Potter Hwang Chong-rae explains how the “gwiyal,” or paint brush technique, is applied to a traditional bowl at her Goyang studio.
/ Korea Times photo
GOYANG, Gyeonggi Province — The ultimate pottery creations of the Joseon Kingdom (1392-1910) were “buncheong” ware, traditional works marked by decorative designs and elaborate carvings.
Buncheong porcelain (14th-16th century) is characterized by uniquely bold designs deviated from the aesthetic traditions of celadon and white porcelain that originated from China.
Its unconventional dynamic expressions and variety of abstract designs appeal to modern tastes. That’s why many of the nation’s first-generation potters like Hwang Chong-rae, 85, have specialized in the tradition for more than 50 years.
She is considered one of the nation’s foremost experts in “gwiyal,” one of the six major decorative buncheong techniques in which the brush marks themselves are the decoration. Gwiyal translates to paint brush in English.
In adding the gwiyal drawings as final touches to her Joseon-style porcelain, she mainly finds her inspiration in nature.

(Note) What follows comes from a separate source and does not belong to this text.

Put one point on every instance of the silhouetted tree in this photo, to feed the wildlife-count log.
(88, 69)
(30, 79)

“My brush marks mostly depict grass, the sea, ocean waves, the mountains, and other dynamic features of nature,” Hwang said during a recent interview with The Korea Times at her studio. “With energetic brush strokes, I try to give my work a sense of vitality. My goal is to always be vital, energetic and creative.”
Working with the paint brushes is a special skill, which make Hwang’s works one of a kind.

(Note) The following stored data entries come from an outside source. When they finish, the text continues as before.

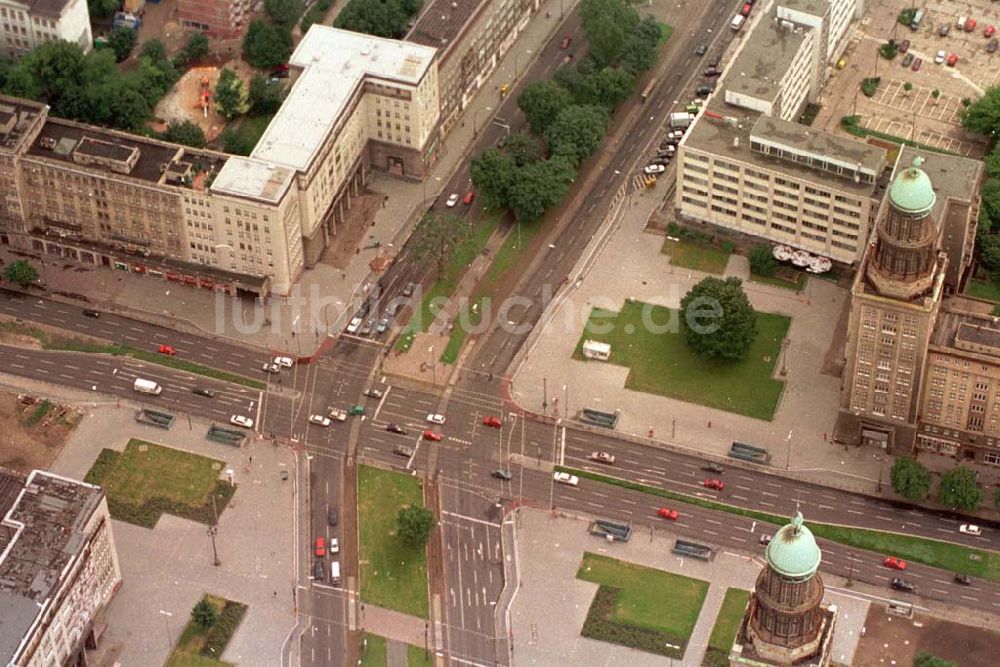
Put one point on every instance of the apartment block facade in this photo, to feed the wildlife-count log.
(27, 24)
(58, 568)
(472, 37)
(207, 219)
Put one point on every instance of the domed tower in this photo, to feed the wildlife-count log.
(785, 622)
(903, 262)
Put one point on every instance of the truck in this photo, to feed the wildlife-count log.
(680, 119)
(147, 387)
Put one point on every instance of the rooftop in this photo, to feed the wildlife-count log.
(442, 21)
(334, 64)
(43, 531)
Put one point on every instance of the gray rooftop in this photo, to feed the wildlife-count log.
(43, 532)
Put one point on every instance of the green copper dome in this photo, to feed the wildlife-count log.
(793, 551)
(911, 192)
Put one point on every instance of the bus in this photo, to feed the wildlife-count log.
(648, 90)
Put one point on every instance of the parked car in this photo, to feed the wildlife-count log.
(566, 478)
(902, 585)
(319, 420)
(894, 563)
(240, 420)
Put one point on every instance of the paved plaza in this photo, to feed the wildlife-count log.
(551, 604)
(165, 571)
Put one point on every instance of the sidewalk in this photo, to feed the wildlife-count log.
(294, 328)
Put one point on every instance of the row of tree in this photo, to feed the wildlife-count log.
(568, 115)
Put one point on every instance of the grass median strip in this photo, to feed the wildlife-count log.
(935, 553)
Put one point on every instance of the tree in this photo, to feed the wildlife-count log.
(539, 186)
(577, 132)
(910, 478)
(541, 102)
(436, 238)
(523, 148)
(265, 95)
(121, 41)
(717, 320)
(265, 45)
(983, 115)
(204, 613)
(20, 273)
(959, 489)
(762, 261)
(185, 132)
(284, 12)
(493, 173)
(230, 94)
(414, 525)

“It is possible to duplicate celadon or cheongja, and white porcelain or baekja. But It is impossible to duplicate gwiyal works,” she said.

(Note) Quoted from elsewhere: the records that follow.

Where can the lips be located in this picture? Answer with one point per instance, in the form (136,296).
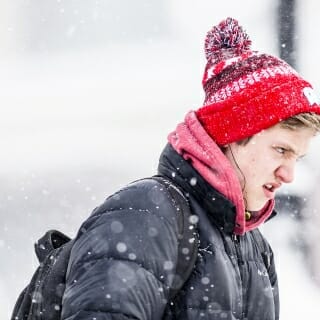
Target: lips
(270,189)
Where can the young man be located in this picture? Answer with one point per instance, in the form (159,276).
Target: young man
(228,158)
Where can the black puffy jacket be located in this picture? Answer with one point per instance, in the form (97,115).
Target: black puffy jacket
(122,262)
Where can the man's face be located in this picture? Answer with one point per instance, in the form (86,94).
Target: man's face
(267,161)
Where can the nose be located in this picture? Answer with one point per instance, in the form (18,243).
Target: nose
(285,173)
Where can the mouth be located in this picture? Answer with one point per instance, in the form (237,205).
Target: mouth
(270,189)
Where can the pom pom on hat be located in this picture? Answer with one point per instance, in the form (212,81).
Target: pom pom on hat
(226,35)
(247,91)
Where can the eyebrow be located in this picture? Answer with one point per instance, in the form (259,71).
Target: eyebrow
(291,150)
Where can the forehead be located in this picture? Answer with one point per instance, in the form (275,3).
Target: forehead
(298,139)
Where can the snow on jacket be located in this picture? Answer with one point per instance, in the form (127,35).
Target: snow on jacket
(125,255)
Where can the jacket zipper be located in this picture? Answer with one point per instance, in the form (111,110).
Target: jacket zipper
(236,242)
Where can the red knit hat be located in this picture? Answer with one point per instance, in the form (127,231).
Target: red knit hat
(247,91)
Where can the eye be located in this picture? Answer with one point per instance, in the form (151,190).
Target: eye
(280,150)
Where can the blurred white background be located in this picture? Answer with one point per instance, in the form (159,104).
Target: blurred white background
(90,90)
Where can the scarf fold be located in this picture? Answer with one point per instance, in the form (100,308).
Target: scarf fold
(192,142)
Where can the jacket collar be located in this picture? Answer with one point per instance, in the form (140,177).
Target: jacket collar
(221,211)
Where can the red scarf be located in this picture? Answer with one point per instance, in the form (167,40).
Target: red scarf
(192,142)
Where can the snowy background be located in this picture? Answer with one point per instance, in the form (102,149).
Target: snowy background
(90,90)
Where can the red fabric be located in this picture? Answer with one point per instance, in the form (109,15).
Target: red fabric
(247,91)
(245,114)
(192,142)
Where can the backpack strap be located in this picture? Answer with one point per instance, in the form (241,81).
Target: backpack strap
(52,239)
(263,248)
(187,235)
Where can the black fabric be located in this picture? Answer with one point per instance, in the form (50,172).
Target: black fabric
(125,257)
(128,275)
(42,298)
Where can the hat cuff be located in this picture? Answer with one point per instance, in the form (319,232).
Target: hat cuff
(233,120)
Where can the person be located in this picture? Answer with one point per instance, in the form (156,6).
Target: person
(228,158)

Buncheong largely disappeared from Korea after the 16th century due to the popularity of white porcelains. In modern times, the buncheong style has been revived here by Hwang and her generation of potters after the Japanese occupation (1910 — 1945).
She built a studio in this satellite city of 900,000 about 40 years ago, equipped with electric, gas and wood fire kilns. An exhibition hall displays her key works.
Her studio has been frequented by wives of foreign envoys in Korea who go to get a glimpse of traditional Korean pottery.
Hwang is considered a pioneering first-generation potter here but hers is a career that almost didn’t happen.
After graduating from Ewha Womans University in 1950 as a Western art major, she worked as an art teacher at a high school. She began her official training as a potter nine years later, aged 32.
What prompted her to change career path from teacher to professional potter?
It has a lot to do with a sense of mission to revive the nation’s pottery tradition that had been severed during the Japanese occupation.
“I was one of the first seven students to be admitted to the pottery department at Ewha Womans University’s graduate school in 1959. I was determined to revive our pottery culture,” Hwang said.
Family history also played a role.Her father, Hwang In-chun, was a master of cheongja porcelain in Gaeseong, North Korea, during the Japanese occupation.
Hwang has held many exhibitions here and abroad since her first one in 1961, including in the U.S. New Zealand and Japan. Some of her works are displayed permanently in renowned overseas museums, including the British Museum.